La calidad de vida de un profesional puede mejorar desde distintas perspectivas: conciliación, gestión del tiempo, economía, visión del futuro… Pues bien, muchos emprendedores de más de 40 años deciden dar el paso para marcar un punto de inflexión en algún plano de su carrera laboral. Quizá han buscado con insistencia una oportunidad que no ha llegado a través del trabajo por cuenta ajena. Y, en esta etapa de la vida, se sienten preparados para transformar el aprendizaje y la experiencia adquiridos hasta el momento en un proyecto viable.

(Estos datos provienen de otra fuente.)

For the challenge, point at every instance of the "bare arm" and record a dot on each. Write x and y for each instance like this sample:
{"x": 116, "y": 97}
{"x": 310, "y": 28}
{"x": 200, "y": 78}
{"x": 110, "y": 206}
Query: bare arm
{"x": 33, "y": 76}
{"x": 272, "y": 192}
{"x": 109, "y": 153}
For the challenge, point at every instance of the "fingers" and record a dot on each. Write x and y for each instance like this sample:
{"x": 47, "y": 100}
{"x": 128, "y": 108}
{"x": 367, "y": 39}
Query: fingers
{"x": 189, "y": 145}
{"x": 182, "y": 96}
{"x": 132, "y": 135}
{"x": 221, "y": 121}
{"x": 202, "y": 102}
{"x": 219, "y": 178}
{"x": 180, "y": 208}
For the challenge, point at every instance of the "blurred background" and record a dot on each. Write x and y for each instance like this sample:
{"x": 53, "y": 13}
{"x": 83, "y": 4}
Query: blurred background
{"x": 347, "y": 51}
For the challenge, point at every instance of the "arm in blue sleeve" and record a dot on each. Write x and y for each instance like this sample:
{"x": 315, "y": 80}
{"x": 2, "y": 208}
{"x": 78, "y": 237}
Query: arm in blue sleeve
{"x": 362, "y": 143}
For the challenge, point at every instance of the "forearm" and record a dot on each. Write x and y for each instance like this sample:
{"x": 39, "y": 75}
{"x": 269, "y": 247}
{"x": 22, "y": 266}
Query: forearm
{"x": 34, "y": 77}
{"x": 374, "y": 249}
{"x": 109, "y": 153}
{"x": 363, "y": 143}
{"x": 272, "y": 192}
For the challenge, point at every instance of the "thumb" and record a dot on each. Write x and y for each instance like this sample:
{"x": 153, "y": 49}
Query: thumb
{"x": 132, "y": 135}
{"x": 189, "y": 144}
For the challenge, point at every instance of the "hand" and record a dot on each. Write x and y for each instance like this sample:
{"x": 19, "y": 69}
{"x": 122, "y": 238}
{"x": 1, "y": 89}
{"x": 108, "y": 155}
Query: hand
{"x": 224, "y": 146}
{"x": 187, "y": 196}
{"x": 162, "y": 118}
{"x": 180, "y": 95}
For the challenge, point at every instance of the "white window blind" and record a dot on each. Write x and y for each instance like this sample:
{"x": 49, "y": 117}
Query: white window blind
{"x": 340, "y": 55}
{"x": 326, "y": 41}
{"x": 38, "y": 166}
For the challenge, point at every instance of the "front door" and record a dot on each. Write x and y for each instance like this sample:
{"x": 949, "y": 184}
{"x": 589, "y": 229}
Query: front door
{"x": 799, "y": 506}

4. Gestión del riesgo y la incertidumbre

La mayoría de las personas de 40 años ya ha superado algún capítulo previo de dificultades, obstáculos y desafíos. Y la perspectiva de lo vivido ha aportado grandes lecciones de resiliencia. Es decir, han adquirido recursos y habilidades para gestionar el riesgo y la incertidumbre (algo que resulta esencial en un contexto como el presente puesto que el cambio es constante). Emprender después de los 40 años no es garantía de éxito. Sin embargo, no intentarlo, más allá del propio deseo de lograrlo, deja muchas preguntas pendientes que generan un peso a largo plazo.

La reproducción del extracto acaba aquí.